Is there a polynomial $f: \mathbb{N}^{2} \longrightarrow \mathbb{N}$ injective except for the $_2$ action?
This polynomial must be invariant under $S_2$ action, i.e $f(x,y)=f(y,x)$. However, if $(x,y)\not =(c,d)$ and $(x,y)\not =(d,c)$ then $f(x,y)\not = f(c,d)$.
I have tried with $f(x,y)= xy+y+x$, however this function is not injective:
$f(x,y)=x+y+xy=f(0,x+y+xy)$.
The usual polynomial bijection $\mathbb N^2\to\mathbb N$ is $$p(u,v)=\frac{(u+v+1)(u+v)}{2}+u.$$ Taking $f(x,y)=p(xy,x+y)$ then works.
Substituting, and using $xy+x+y +1=(x+1)(y+1),$ we get:
$$f(x,y)=\frac{(x+1)^2(y+1)^2-(x+1)(y+1)}2+xy.$$
You could also take $f(x,y)=p(x+y,xy).$
If you need $f$ an integer polynomial, you could just double the above.

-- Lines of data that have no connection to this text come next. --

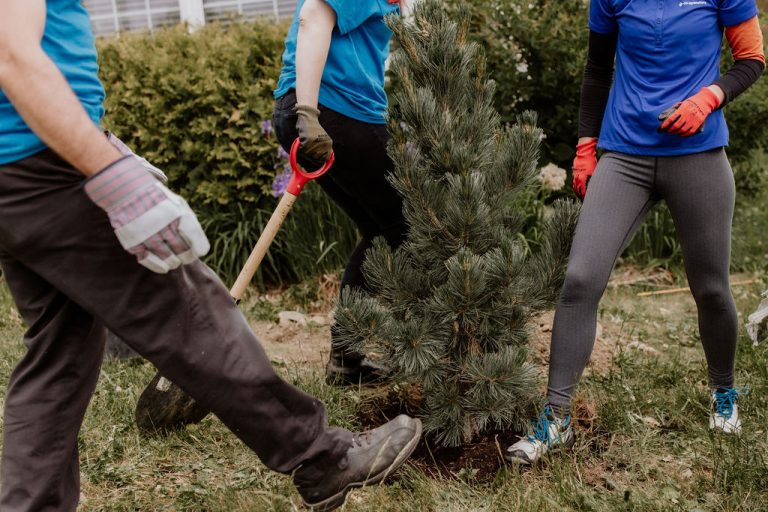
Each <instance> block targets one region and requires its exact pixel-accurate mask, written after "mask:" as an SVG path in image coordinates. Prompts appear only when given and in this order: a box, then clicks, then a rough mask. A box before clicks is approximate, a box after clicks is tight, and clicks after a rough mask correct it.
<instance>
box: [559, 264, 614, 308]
mask: <svg viewBox="0 0 768 512" xmlns="http://www.w3.org/2000/svg"><path fill="white" fill-rule="evenodd" d="M604 288H605V285H604V283H603V282H602V280H601V279H599V276H597V275H595V273H594V272H592V271H590V270H589V269H587V268H572V267H569V268H568V271H567V272H566V274H565V282H564V283H563V290H562V292H561V294H560V302H561V304H588V303H594V304H597V303H598V302H600V297H601V296H602V294H603V289H604Z"/></svg>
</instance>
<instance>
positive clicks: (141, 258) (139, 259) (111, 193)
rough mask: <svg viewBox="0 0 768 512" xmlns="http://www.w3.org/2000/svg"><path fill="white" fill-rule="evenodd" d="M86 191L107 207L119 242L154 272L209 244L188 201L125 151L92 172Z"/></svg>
mask: <svg viewBox="0 0 768 512" xmlns="http://www.w3.org/2000/svg"><path fill="white" fill-rule="evenodd" d="M85 192H86V194H88V197H89V198H90V199H91V201H93V202H94V203H96V205H97V206H99V207H100V208H101V209H102V210H104V211H105V212H107V215H108V216H109V222H110V224H111V225H112V227H113V228H114V230H115V235H117V239H118V240H119V241H120V245H122V246H123V248H124V249H125V250H126V251H128V252H129V253H131V254H133V255H134V256H136V259H137V260H138V262H139V263H140V264H141V265H143V266H145V267H147V268H148V269H150V270H151V271H153V272H156V273H158V274H165V273H167V272H168V271H169V270H172V269H174V268H177V267H179V266H180V265H185V264H187V263H192V262H194V261H195V260H197V259H198V258H199V257H200V256H204V255H205V254H206V253H207V252H208V250H209V249H210V245H209V243H208V239H207V238H206V237H205V233H203V228H202V227H201V226H200V223H199V222H198V220H197V217H195V214H194V213H193V212H192V210H191V209H190V208H189V205H188V204H187V202H186V201H184V199H182V198H181V197H180V196H178V195H176V194H174V193H173V192H171V191H170V190H168V189H167V188H166V187H165V185H163V184H162V183H160V182H159V181H158V180H157V179H156V178H155V177H154V176H153V175H152V174H151V173H150V172H149V171H148V170H147V168H146V167H145V166H144V164H143V163H142V162H141V160H139V158H138V157H136V156H130V155H129V156H126V157H123V158H121V159H120V160H117V161H116V162H114V163H112V164H111V165H110V166H109V167H107V168H106V169H104V170H103V171H101V172H99V173H98V174H96V175H94V176H92V177H90V178H88V179H87V180H86V182H85Z"/></svg>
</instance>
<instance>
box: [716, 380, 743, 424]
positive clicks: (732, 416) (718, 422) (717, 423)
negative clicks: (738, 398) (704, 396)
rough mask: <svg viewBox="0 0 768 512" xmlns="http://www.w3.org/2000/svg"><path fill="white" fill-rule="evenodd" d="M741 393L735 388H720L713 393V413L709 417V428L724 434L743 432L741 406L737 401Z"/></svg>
mask: <svg viewBox="0 0 768 512" xmlns="http://www.w3.org/2000/svg"><path fill="white" fill-rule="evenodd" d="M738 398H739V392H738V391H736V390H735V389H733V388H718V389H716V390H714V391H712V413H711V414H710V416H709V428H710V429H712V430H719V431H720V432H723V433H724V434H738V433H740V432H741V420H740V419H739V406H738V405H737V404H736V401H737V400H738Z"/></svg>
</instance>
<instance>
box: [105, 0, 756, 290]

Any symmetric polynomial in two variables is of the form $h(xy,x+y).$ But you do not need to require $h$ to be injective on all of $\mathbb N^2.$ It is enough to have that $h$ is injective on $\left\{(u,v)\in\mathbb N^2\mid v^2-4u\text{ is a perfect square}\right\}.$ I’d be interested if there are examples $h$ which are not injective on all $\mathbb N^2.$